NEW YORK/NEWARK, NEW JERSEY/MOSCOW – In an email last summer, former Trump adviser George Papadopoulos claimed that top campaign officials had agreed to a meeting with representatives of Russian President Vladimir Putin.
The message, if true, would bolster claims that Trump’s campaign attempted to collude with Russian interests.
But it is unclear whether Papadopoulos, who pleaded guilty to lying to the Federal Bureau of Investigation, was merely boasting when he sent the July 14 email to a Kremlin-linked contact. There is also no indication such a meeting ever occurred.
The email is cited in an FBI agent’s affidavit supporting criminal charges against Papadopoulos, a young foreign policy volunteer on Trump’s campaign. But it is not included in court documents that detailed his secret guilty plea and his cooperation with special counsel Robert Mueller.
The evidence gleaned during Papadopoulos’ three months of cooperation could further advance Mueller’s investigation into possible collusion by Trump’s aides. This email, one of many unsealed on Monday, runs counter to the denials by Trump and his supporters that anyone attempted to work with the Russians.

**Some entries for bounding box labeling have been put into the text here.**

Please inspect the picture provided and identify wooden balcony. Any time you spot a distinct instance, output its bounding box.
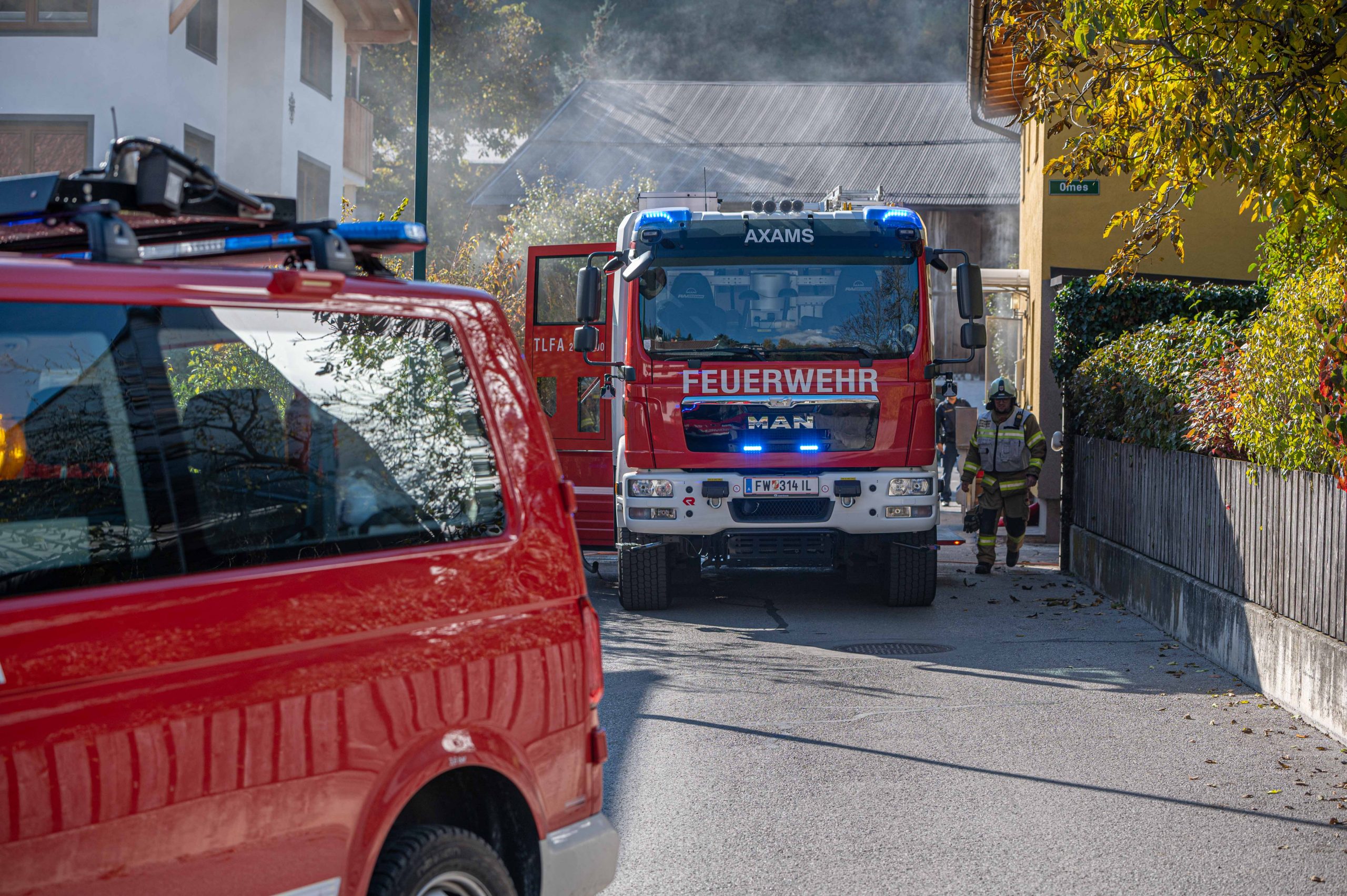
[342,97,375,180]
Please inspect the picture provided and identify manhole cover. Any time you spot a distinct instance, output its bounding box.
[837,641,953,656]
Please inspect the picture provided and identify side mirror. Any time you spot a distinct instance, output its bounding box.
[955,261,986,319]
[575,264,601,323]
[571,325,598,351]
[622,252,655,283]
[959,322,987,349]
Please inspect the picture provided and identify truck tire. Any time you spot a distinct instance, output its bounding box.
[617,545,669,610]
[883,529,936,606]
[369,824,516,896]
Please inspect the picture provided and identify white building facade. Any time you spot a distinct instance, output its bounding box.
[0,0,416,219]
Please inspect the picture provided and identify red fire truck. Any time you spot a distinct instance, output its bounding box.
[525,201,986,609]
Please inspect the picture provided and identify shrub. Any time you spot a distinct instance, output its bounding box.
[1232,265,1343,473]
[1067,313,1241,450]
[1052,278,1268,382]
[1315,300,1347,490]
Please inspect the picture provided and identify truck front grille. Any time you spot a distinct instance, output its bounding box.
[725,532,835,566]
[730,497,832,523]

Trump tweeted on Tuesday that Papadopoulos, a low-level adviser whom few people on the campaign knew, “has already proven to be a liar.”
Prosecutors didn’t explain why the email wasn’t included in the detailed admissions of Papadopoulos’ wrongdoing, and it is possible they concluded the assertion wasn’t true.
Writing to the Russian contact a week before the Republican National Convention, Papadopoulos proposed a meeting for August or September in the U.K. that would include “my national chairman and maybe one other foreign policy adviser” and members of Putin’s office and Russia’s foreign ministry.
“It has been approved by our side,” Papadopoulos wrote.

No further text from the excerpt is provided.